Matt Simmons talked about the Saudis having storage which he suspected that they used to ramp up 'production' when the need arose.

I just tried Googling for your fuel storage tunnels and found no information about them.

Are these the secret fuel storage that Matt aludes to?

These underground storage plants are a Ministry of Defense project that are now operated under a joint agreement between MOD and Saudi Aramco.  These are not crude storage facilities, but hold refined diesel, gasoline and jet base fuels in many tanks, the larger ones approaching 1 km in length.  There are 5 at present.

I have a long term informal discovery project ongoing concerning S.A. crude storage tanks outside the Kingdom.  S.A. and Shell share 50% interest in Motiva Enterprises' refineries located in Port Arthur, Texas; Convent, Louisiana; and Norco, Louisiana.  Motiva refineries can process approximately 780,000 barrels per day, and have a distribution system including appx 47 product terminals with 19 MM BBLS of storage.  Since these are product terminals, fortunately I don't have to identify those.

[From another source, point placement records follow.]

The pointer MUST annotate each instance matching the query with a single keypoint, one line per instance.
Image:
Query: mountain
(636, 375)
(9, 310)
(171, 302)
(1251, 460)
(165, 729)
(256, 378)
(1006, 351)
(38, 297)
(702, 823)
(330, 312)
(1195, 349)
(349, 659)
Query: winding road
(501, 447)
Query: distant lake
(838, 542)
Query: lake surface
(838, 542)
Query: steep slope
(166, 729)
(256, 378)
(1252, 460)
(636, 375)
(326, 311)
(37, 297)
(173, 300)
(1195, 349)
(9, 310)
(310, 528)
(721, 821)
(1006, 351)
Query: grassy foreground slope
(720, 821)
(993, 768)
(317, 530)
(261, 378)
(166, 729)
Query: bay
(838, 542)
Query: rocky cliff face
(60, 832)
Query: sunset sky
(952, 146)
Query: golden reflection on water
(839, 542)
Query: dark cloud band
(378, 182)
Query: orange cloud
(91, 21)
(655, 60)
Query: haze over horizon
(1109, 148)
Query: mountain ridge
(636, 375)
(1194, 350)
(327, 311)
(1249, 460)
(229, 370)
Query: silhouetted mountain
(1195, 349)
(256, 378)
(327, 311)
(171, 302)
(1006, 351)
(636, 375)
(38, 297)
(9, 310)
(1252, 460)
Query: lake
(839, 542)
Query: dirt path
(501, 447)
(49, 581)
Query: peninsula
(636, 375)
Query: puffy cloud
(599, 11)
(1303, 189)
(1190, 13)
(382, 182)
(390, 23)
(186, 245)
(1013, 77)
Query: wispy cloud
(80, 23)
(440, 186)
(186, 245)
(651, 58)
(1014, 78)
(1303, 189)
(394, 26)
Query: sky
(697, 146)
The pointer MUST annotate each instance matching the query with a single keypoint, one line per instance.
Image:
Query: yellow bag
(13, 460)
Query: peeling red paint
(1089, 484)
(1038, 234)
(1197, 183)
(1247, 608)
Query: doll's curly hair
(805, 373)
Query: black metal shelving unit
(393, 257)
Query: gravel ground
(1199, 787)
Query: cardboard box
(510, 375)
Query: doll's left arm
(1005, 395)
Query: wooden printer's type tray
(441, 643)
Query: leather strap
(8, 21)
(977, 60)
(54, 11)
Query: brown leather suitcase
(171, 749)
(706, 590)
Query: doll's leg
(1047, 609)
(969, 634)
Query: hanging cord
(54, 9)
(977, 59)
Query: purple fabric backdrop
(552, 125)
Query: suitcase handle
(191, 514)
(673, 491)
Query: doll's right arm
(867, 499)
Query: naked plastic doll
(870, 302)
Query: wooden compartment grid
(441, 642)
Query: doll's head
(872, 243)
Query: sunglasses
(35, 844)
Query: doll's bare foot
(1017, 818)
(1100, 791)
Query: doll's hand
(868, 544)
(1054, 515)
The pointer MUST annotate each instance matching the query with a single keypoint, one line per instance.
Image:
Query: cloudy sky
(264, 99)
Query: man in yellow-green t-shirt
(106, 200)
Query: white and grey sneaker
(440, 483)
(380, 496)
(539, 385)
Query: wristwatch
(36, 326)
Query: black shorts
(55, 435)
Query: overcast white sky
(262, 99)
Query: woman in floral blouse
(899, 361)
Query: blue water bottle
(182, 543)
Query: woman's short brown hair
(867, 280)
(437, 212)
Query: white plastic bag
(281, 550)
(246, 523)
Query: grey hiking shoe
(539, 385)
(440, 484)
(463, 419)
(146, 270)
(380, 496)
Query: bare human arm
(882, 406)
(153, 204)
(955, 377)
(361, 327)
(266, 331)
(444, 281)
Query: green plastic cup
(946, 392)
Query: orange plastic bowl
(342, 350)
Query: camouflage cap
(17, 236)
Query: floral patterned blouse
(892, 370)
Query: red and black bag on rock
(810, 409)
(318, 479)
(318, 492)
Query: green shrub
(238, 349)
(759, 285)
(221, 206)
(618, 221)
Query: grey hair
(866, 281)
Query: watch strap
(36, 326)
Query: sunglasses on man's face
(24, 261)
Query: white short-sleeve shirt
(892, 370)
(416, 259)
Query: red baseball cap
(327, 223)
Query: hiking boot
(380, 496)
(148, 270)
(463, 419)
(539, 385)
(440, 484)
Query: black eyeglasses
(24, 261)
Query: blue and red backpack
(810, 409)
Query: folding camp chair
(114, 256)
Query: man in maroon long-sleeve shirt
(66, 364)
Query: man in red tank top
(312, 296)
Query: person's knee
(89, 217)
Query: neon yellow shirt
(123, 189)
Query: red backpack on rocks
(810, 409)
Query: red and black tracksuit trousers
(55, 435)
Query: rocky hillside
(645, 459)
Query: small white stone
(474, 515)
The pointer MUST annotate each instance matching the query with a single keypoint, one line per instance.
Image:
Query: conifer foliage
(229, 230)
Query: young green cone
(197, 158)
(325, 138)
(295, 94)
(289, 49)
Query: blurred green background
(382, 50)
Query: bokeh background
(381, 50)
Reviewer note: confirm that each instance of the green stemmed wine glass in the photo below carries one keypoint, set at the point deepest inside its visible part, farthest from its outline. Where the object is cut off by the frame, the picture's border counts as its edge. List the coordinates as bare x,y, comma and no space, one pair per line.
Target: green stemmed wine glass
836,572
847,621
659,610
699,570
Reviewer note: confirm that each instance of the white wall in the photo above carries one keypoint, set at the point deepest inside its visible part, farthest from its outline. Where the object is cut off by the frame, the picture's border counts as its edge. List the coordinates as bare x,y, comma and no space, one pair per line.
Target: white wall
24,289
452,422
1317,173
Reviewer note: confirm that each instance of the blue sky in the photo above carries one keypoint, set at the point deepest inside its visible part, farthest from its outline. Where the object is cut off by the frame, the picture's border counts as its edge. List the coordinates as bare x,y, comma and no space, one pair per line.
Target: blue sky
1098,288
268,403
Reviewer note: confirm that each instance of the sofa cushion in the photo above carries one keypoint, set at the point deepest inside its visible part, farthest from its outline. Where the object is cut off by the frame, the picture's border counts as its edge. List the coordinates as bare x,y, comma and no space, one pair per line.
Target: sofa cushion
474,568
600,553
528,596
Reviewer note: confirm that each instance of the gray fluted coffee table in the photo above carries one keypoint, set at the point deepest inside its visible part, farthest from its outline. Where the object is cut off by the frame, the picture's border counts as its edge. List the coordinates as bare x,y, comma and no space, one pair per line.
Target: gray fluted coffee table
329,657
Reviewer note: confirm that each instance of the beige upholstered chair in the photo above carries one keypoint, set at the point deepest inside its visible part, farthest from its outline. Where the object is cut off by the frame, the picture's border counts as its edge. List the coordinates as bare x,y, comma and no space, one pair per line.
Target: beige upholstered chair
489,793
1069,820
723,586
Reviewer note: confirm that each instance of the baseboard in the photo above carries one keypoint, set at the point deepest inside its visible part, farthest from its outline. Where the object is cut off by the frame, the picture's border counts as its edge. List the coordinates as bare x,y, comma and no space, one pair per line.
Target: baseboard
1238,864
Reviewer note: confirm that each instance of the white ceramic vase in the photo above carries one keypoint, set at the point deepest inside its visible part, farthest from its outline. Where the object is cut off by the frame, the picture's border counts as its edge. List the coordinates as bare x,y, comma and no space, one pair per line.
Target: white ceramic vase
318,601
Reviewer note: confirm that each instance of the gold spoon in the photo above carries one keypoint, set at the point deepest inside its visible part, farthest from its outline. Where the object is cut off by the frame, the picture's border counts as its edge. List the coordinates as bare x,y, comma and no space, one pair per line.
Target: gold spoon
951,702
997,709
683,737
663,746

Using a WAG of 20X refinery capacity, I can get around 50MM BBLS, not counting Rotterdam possibilities.

Ras Tanura Refinery  325,000 bpd
Aramco/Exxon Yanbu  400,000 bpd
Aramco/Shell Jubail 305,000 bpd
@ 20 x 20.6 MM BBLS

Norco, La  Crude: 240,000 BPD
Port Arthur, Tx. Crude: 235,000 BPD
Convent Ref, La. Crude: 255,000
@ 20 x capacity = 15 MMB

S.A. may be leasing tanks from Valero Corp http://www.valerolp.com/Customers/TerminalDataSheets/
At this Caribbean Island VLCC "service station" from Valero Corp.
http://www.valerolp.com/NR/rdonlyres/83C1FDE0-ABE8-4B18-B64E-F17DA79FE3A8/0/StEustatius1_25_06.pdf
with 51 tanks 11.3 MM BBLS of storage. (they can process only 15,000 BPD of light stuff)

Rotterdam?

S.A's. transportation subsidery can probably hold almost 10 MMB in their ships alone.

OFF TOPIC
13 March 2006
"Iran's Nuclear Plans Complicate China's Energy Security"
http://www.pinr.com/report.php?ac=view_report&report_id=456&language_id=1

Further information.

The Swiss are building two North-South rail links.  The first will open in 2007 (partially built, single track at first) with a new 34.5 km Lötschberg tunnel and the existing Simplon tunnel.  200 kph seems to be the likely max speed.

The other, with a 57 km Gotthard tunnel, will be fully open in 2015 and provide an almost straight and level track from Zurich to Milan and pax train speeds of 250 kph.  Again, roll on-roll off auto & truck service plus other freight will generate most of the revenue.

Massive investments that will help Switzerland and parts of the EU adapt to Peak Oil.